Confidentiality Vetting Support: Rounding Proportions using Stata
(The Statistics Canada symbol and Canada wordmark appear on screen with the title: "Confidentiality Vetting Support: Rounding Proportions using Stata"
Welcome to Statistic Canada's data access training series. This video is part of the confidentiality vetting support series and presents examples of how to use different statistical software packages to perform the analyses required for researchers working with confidential data.
Today, we will show you an example of how to create rounded proportion output in Stata using sample data from the General Social Survey (GSS). Please note that this is a public use version of the GSS.

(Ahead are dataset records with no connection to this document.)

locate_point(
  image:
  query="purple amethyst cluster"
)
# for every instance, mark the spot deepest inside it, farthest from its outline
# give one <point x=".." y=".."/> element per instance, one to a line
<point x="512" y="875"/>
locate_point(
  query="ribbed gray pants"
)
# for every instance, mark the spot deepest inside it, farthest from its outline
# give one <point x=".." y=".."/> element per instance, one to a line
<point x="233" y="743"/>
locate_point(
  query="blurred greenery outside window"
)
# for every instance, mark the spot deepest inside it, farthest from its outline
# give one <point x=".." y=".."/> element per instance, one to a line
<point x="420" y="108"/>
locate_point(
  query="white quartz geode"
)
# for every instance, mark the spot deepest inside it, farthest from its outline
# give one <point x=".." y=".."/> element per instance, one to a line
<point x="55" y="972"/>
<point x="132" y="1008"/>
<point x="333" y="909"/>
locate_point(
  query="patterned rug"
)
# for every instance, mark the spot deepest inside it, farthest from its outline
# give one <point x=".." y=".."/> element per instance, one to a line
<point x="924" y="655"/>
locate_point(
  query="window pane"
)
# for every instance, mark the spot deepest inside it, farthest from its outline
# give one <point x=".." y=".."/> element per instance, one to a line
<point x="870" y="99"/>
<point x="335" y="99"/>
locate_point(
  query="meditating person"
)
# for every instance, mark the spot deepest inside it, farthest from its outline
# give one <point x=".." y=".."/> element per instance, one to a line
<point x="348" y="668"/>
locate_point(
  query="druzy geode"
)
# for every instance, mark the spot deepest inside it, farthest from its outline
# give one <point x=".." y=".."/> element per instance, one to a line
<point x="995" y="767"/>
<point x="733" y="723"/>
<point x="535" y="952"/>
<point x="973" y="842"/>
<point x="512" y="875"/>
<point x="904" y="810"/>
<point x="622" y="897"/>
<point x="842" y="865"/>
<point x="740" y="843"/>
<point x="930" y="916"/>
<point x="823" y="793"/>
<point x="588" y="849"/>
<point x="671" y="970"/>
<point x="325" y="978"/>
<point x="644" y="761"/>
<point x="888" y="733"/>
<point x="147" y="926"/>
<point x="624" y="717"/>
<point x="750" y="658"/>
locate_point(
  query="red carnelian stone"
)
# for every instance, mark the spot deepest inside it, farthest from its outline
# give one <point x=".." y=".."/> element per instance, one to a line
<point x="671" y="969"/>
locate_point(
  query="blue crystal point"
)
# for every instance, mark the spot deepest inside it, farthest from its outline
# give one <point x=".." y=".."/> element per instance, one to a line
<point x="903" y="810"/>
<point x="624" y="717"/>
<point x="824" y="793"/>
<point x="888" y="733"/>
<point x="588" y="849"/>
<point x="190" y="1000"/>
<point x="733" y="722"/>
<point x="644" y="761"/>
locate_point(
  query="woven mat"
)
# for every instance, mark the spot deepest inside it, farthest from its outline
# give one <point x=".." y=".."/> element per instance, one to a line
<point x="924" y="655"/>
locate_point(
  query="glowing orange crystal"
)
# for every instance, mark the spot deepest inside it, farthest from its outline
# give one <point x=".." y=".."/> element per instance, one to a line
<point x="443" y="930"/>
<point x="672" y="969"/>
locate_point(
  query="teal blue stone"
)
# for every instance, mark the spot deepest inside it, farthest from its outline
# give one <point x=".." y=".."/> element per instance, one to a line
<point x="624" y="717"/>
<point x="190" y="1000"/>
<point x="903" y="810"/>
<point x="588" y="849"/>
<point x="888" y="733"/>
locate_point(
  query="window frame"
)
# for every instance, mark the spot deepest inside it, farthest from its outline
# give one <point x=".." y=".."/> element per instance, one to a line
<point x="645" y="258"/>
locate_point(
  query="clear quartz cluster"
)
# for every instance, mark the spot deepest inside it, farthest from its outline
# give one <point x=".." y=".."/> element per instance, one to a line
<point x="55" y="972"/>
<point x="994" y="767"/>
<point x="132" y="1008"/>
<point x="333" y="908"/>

All components of proportions need to meet minimum unweighted count requirements. This includes the numerator, denominator and the difference between the denominator and the numerator. Some confidentiality vetting rules also require proportions to be calculated based on rounded components. To help you with this, we have prepared a rounded proportion tool in Stata which will automatically prepare a supporting document showing the minimum counts necessary and output rounded proportions when they are required. If you're unsure of the location of the Stata rounded proportion tool, please reach out to your local RDC analyst.
This do file is designed to be used with your data set once it is cleaned and ready for analysis.
The only place where any adjustments are required to be made are here in the globals.
All we need to do is specify the directory our data is in, our cleaned dataset. We are also required to specify our numerator and denominator. In this example our numerator is employment status and our denominator is sex. So our proportion is the amount of men and women in different job types.
We specify our survey weight. we specify our rounding base and we specify the minimum cell size. I have already run the globals in Stata so all is required for us to do is run the tool from lines 25 down to 53, and hit do.
Everything has been run and will appear in our directory.
Please note this tool makes use of the collapse command which means there will be several intermediate datasets which will also show up in our directory.
The first thing we want to look at is our "for release" file.
What we see here is, we see men, the different employment statuses, and the proportion of men in each of these employment statuses. And down here, the proportion of women in different employment statuses as well.
Everything looks good, now all we have to do is check our supporting documentation.
Here in our directory it will be called supporting. The supporting document gives us everything we need: our unweighted denominator counts. our unweighted numerator counts. We even have a variable that provides the difference between numerator and denominator and ensures our residuals are above the minimum cell size.
Column L is a 'fail' in case there are any numbers that fall below our minimum cell size. We see the weighted and unweighted proportions, the rounded weighted and unweighted proportions. And we check to make sure everything is good.
The final thing I will note is if you want to create more proportions and more output, all you have to do is change your numerator and denominator and run the tool again. You can create as many proportions as you would like.
Thank you for watching this video today. I hope you have an excellent day.
(Canada wordmark appears.)